Here’s how to avoid a total avalanche and store them the smart way.

1. Ball ’em up.

Storing your bags in a jumbled mess will simply become, well, a jumbled mess. According to Liz, the blogger behind Gimme Some Oven, there is a special technique to balling up grocery bags that will turn them into organized chaos that fit neatly into a jar.

See for yourself: How to Store Plastic Grocery Bags at Gimme Some Oven

2. Repurpose a tissue box.

This ingenious hack not only makes it easy to reuse plastic bags, but it also gives an empty tissue box a new use. Melissa over at Polished Habitat uses Command Strips to attach the box to a cabinet door and stuff it full of bags. When she needs a bag, she pulls out one at time just like, you guessed it, a tissue. Bonus points if you use a box with a cute pattern!
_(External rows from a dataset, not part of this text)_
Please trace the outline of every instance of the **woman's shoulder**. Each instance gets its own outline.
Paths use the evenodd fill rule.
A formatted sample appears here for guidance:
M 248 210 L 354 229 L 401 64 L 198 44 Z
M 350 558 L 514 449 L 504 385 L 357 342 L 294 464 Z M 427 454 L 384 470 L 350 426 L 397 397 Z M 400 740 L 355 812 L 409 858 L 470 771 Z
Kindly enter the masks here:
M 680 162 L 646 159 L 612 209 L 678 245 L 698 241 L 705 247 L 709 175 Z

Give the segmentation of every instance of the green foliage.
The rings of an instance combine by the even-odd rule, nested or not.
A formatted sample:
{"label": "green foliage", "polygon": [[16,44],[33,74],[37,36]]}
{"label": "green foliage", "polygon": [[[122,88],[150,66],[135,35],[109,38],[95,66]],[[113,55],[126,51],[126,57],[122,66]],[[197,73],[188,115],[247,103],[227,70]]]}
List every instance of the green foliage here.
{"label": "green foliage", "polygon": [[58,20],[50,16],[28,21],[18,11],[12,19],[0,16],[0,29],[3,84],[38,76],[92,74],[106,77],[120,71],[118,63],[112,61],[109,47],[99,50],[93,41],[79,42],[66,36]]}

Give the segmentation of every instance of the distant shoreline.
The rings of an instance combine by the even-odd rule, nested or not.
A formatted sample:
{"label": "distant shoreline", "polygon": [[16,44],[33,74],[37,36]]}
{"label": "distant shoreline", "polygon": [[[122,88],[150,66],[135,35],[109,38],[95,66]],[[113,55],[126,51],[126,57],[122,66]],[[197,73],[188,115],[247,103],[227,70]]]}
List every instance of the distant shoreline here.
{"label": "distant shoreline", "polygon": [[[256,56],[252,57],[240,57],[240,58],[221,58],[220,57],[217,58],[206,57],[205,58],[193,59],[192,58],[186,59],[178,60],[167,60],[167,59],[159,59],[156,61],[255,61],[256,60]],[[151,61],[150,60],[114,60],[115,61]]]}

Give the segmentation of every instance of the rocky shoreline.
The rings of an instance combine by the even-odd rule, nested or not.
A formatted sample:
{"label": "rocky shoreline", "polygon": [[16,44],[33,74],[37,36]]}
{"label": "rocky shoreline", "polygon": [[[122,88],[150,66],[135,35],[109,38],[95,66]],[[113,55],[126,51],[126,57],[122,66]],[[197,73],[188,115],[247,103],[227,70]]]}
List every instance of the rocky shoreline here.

Get more ideas: 6 Tips to Control Cabinet Chaos at Polished Habitat

3. Buy a special basket.

Pick up a metal catch-all basket and hang it on the inside of a cabinet so they’re out of sight, out of mind. Bonus points if you use Liz’s technique to ball up the bags (see #1) before you place them in. You’ll fit so many more bags inside that way.

Buy the basket: Over the Cabinet Grid Cabinet Door Organizer, $24 at Wayfair

4. Try a no-sew project.

Believe it or not, this cloth holder was made using only glue and elastic. Andrew, the blogger behind Scrappy Geek, hung his DIY project in a corner, but you can stash it in a cabinet or closet as well.

See all the steps: No-Sew Plastic Bag Dispenser at Scrappy Geek

5. Reuse a wipe container.

Turns out, plastic wet wipe cylinders are the perfect storage solution to keeping plastic bags at the ready. Use an empty can as is or follow the lead from Jen, at Tatertots & Jello, and cover it in pretty paper. The size of the canister makes it ideal for storing in a car, meaning no more trash piles in the family mobile.

Learn the technique: Make an Embellished Grocery Bag Container at Tatertots & Jello

How do you organize your extra shopping bags?